There is no doubt there should be a thorough and ongoing investigation into the Grenfell Tower fire.
Justice must be served for the tragic deaths of 72 people, while we need someone to foot the bill for the ensuing cladding scandal, which has seen thousands of leaseholders stuck unsellable, potentially lethal homes.
There are legal routes to hold wrongdoers to account but politics plays a part, too, in extracting money as well as ensuring it could never happen again.
Campaigning and journalism help keep the disaster in the electorate’s consciousness.
But in the five months since the Grenfell Tower Inquiry hearings ended, we have also been hit with a glut of artwork about the harrowing events of June 14, 2017.

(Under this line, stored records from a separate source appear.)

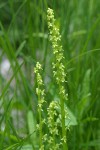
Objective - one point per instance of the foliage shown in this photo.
(23, 42)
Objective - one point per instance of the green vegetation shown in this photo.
(24, 41)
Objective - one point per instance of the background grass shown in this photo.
(23, 41)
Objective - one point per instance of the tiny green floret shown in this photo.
(40, 93)
(58, 68)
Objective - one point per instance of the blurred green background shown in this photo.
(24, 41)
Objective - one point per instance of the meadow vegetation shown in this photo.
(50, 92)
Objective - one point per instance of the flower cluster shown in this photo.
(53, 125)
(55, 38)
(40, 93)
(39, 90)
(58, 68)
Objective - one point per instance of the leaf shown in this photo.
(71, 121)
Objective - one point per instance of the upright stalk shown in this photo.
(58, 69)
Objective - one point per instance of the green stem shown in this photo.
(65, 147)
(40, 119)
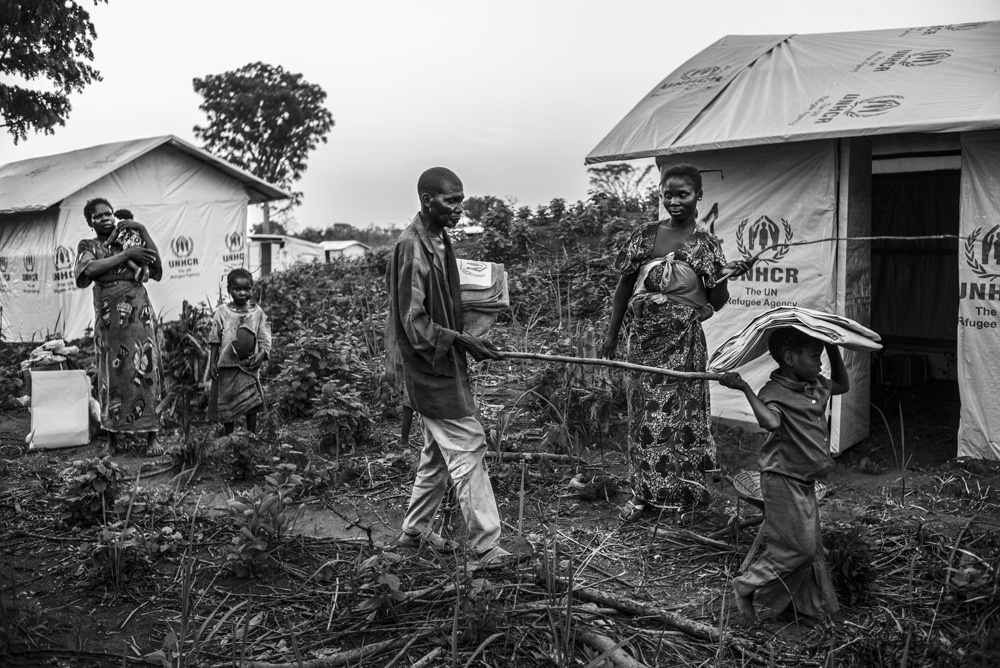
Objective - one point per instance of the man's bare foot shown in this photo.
(153, 447)
(744, 604)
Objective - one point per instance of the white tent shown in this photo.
(832, 136)
(193, 203)
(345, 248)
(280, 252)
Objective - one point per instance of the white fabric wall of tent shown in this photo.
(194, 205)
(798, 138)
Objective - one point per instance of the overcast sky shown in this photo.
(511, 94)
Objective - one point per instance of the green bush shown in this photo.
(89, 490)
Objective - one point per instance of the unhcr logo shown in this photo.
(700, 73)
(873, 106)
(981, 251)
(925, 58)
(909, 58)
(234, 241)
(234, 244)
(62, 257)
(762, 234)
(29, 275)
(699, 77)
(767, 237)
(182, 247)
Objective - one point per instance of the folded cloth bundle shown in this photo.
(484, 294)
(751, 343)
(50, 352)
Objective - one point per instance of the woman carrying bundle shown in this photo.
(669, 283)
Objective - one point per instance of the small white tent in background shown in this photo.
(283, 250)
(193, 203)
(344, 248)
(832, 136)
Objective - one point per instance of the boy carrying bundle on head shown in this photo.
(240, 340)
(791, 577)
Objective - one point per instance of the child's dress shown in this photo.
(237, 390)
(129, 239)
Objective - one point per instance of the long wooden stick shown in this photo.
(692, 375)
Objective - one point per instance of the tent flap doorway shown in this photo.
(915, 283)
(915, 308)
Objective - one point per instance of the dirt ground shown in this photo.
(935, 513)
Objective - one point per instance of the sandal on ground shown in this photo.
(497, 558)
(436, 540)
(631, 511)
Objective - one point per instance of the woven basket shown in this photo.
(747, 484)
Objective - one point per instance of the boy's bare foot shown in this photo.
(744, 604)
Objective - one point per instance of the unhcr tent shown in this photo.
(193, 204)
(833, 136)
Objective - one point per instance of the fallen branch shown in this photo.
(671, 619)
(597, 361)
(429, 659)
(350, 657)
(609, 648)
(528, 456)
(745, 524)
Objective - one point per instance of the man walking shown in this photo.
(423, 331)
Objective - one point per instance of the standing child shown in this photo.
(126, 237)
(240, 341)
(791, 577)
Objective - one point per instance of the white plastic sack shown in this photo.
(60, 409)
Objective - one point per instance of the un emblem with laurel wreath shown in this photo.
(765, 233)
(990, 242)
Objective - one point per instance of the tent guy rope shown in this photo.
(930, 237)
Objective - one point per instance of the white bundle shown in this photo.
(751, 343)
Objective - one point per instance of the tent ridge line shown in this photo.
(590, 160)
(725, 86)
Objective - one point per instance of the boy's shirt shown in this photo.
(800, 448)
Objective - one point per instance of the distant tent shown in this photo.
(831, 136)
(280, 252)
(194, 204)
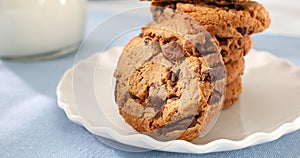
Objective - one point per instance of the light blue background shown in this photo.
(32, 125)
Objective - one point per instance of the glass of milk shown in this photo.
(40, 29)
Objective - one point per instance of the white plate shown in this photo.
(269, 106)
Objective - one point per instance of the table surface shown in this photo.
(32, 125)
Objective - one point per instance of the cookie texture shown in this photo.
(233, 49)
(222, 20)
(233, 92)
(166, 87)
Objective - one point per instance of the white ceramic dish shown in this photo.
(269, 106)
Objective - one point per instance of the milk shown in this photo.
(37, 27)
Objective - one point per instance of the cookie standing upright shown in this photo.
(170, 81)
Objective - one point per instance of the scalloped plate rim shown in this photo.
(213, 146)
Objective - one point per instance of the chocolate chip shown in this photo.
(158, 114)
(223, 53)
(205, 76)
(242, 31)
(215, 97)
(156, 102)
(173, 52)
(174, 77)
(147, 41)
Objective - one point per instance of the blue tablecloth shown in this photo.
(32, 125)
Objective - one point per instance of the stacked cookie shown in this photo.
(231, 22)
(176, 76)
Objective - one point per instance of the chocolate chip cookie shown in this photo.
(170, 81)
(233, 49)
(222, 20)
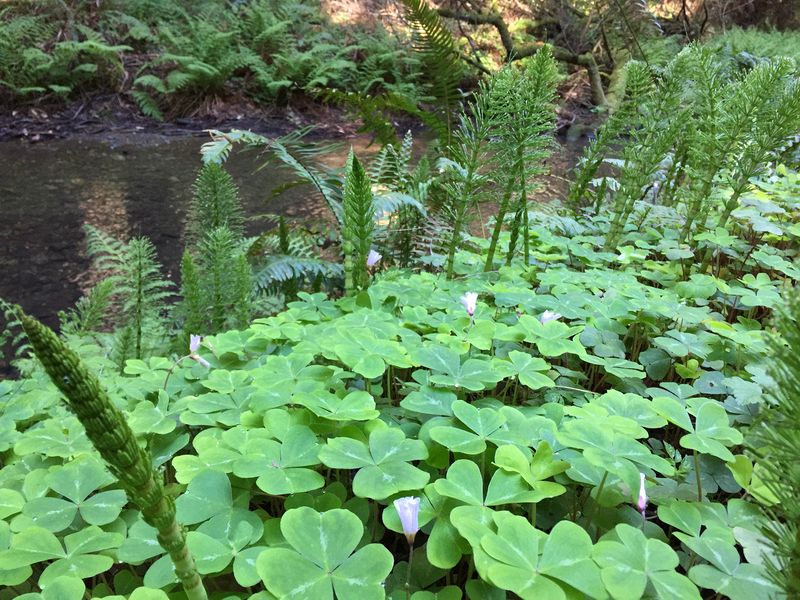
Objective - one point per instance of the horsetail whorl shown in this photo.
(109, 432)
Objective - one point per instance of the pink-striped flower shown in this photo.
(194, 346)
(548, 316)
(373, 257)
(408, 511)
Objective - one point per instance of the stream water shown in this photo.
(125, 186)
(128, 185)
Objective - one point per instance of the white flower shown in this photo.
(548, 316)
(200, 360)
(641, 502)
(194, 343)
(194, 346)
(408, 510)
(373, 258)
(469, 300)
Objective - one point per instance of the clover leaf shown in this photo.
(76, 558)
(278, 466)
(321, 562)
(430, 401)
(725, 574)
(448, 370)
(480, 424)
(355, 406)
(630, 563)
(515, 465)
(530, 370)
(536, 566)
(76, 482)
(552, 339)
(711, 432)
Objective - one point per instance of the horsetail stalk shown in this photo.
(113, 438)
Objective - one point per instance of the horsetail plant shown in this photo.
(521, 110)
(358, 225)
(466, 156)
(110, 434)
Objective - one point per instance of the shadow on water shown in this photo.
(125, 186)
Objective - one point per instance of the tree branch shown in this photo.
(585, 60)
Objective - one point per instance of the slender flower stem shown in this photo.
(697, 476)
(597, 501)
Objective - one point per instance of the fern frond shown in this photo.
(439, 55)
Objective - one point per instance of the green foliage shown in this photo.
(192, 52)
(520, 108)
(90, 312)
(140, 309)
(774, 442)
(750, 46)
(114, 441)
(217, 285)
(440, 61)
(27, 68)
(357, 226)
(697, 132)
(570, 423)
(215, 204)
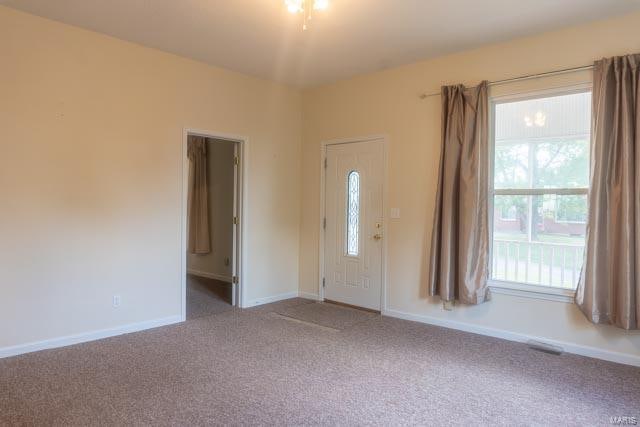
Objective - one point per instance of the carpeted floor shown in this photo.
(327, 315)
(249, 367)
(207, 296)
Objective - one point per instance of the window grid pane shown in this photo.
(541, 173)
(353, 212)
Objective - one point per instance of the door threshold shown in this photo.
(343, 304)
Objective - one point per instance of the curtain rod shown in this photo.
(525, 77)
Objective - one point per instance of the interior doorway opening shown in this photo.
(211, 224)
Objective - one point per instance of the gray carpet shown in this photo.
(206, 297)
(248, 367)
(327, 315)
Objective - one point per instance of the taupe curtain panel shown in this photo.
(460, 239)
(198, 215)
(609, 286)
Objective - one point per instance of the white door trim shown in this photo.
(385, 223)
(242, 196)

Now the BBC has commissioned a television drama about the Grenfell fire, prompting protests from “deeply offended” survivors and a petition with more than 58,000 signatures, saying their “tragedy isn’t entertainment”.
You can see their point. Less than six years on, with the public Inquiry not yet concluded and some affected families still waiting to be re-housed, I worry we’re in danger of turning a disaster into a spectacle to be consumed from the comfort of armchairs.
Art can herald change, and I’m sure director Peter Kosminsky hopes to provoke a response.
But a society in which plays, exhibitions and TV shows about a scandal proliferate while a community waits for restitution needs to reconsider its priorities.